JdbcTemplate is a central class in the Spring Framework's JDBC support. It simplifies the use of JDBC and helps to avoid common errors.
Advantages over standard JDBC:
1. Boilerplate Code Reduction: It handles the creation and release of resources (Connections, Statements, ResultSets) automatically. You don't need try-catch-finally blocks for closing resources.
2. Exception Handling: It translates standard SQLException (checked exception) into Spring's DataAccessException hierarchy (unchecked exceptions), which is more informative.
3. Simplified Querying: Provides convenient methods for querying and mapping results to objects (RowMapper).
5. How to handle transactions manually in JDBC?
By default, JDBC is in auto-commit mode (each SQL statement is treated as a transaction). To handle transactions manually:
- Disable Auto-commit:
connection.setAutoCommit(false); - Perform Operations: Execute multiple SQL statements.
- Commit: If all succeed, call
connection.commit(); - Rollback: If any fail (catch exception), call
connection.rollback();
6. What is ORM and what are its benefits?
ORM (Object-Relational Mapping) is a programming technique for converting data between incompatible type systems using object-oriented programming languages. It maps Java objects (POJOs) to Database tables.
Benefits: 1. Productivity: Eliminates boilerplate JDBC code. 2. Maintainability: Code is cleaner and easier to understand. 3. Database Independence: The ORM abstracts the SQL dialect; changing databases often requires only configuration changes. 4. Caching: Supports caching (L1, L2) to improve performance.
7. What is Hibernate? How to configure Hibernate?
Hibernate is an open-source, lightweight ORM framework for Java. It simplifies database interaction by handling object-table mapping.
Configuration:
Typically done via hibernate.cfg.xml or persistence.xml (JPA), or application.properties (Spring Boot). Key properties include:
* hibernate.connection.driver_class
* hibernate.connection.url
* hibernate.connection.username / password
* hibernate.dialect
* hibernate.hbm2ddl.auto (validate/update/create)
a. Follow Up: If we want to migrate from MySQL to OracleDB, what is the one configuration property that we need to change other than the database url, driver, username and password?
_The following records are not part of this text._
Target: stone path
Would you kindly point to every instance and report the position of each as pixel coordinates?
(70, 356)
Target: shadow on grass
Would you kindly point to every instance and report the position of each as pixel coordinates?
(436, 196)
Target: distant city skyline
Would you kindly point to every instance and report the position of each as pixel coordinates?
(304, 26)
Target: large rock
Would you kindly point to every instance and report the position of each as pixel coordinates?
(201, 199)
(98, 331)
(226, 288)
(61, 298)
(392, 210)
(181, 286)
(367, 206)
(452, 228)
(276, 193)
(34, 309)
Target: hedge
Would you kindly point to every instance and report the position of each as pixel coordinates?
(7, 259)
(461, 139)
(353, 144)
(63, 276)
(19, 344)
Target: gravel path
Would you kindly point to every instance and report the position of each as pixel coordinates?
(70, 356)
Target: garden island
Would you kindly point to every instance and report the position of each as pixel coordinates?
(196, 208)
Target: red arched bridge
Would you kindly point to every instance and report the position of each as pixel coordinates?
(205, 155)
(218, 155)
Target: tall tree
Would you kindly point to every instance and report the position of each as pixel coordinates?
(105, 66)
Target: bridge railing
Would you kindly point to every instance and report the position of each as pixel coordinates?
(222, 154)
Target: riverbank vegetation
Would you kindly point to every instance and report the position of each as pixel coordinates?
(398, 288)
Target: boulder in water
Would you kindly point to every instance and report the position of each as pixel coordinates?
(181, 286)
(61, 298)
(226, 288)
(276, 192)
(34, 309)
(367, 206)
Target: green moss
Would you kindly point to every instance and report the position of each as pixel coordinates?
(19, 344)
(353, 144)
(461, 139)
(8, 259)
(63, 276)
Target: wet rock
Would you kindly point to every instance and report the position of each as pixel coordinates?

* You need to change the hibernate.dialect property (e.g., from org.hibernate.dialect.MySQLDialect to org.hibernate.dialect.OracleDialect). This tells Hibernate how to generate the specific SQL syntax for the target database.
b. What is the difference between dialect and driver class? * Driver Class: The JDBC driver acts as the bridge/translator between the Java application and the database connection protocol. It knows how to talk to the DB. * Dialect: Tells Hibernate the specific SQL syntax features of the database (e.g., how to do pagination, data types). It knows what language to speak.
8. What is Session and SessionFactory in Hibernate?
- SessionFactory: A heavyweight, thread-safe, immutable object. It is created once during application startup and serves as a factory for
Sessionobjects. It holds the database configuration and mapping metadata. (Scope: Application) - Session: A lightweight, non-thread-safe object that represents a conversation between the application and the database. It is used to perform CRUD operations. (Scope: Request/Transaction)
a. Is session in hibernate thread safe?
* No, the Hibernate Session is not thread-safe. It should not be shared between threads. A new session should be obtained for each transaction or unit of work.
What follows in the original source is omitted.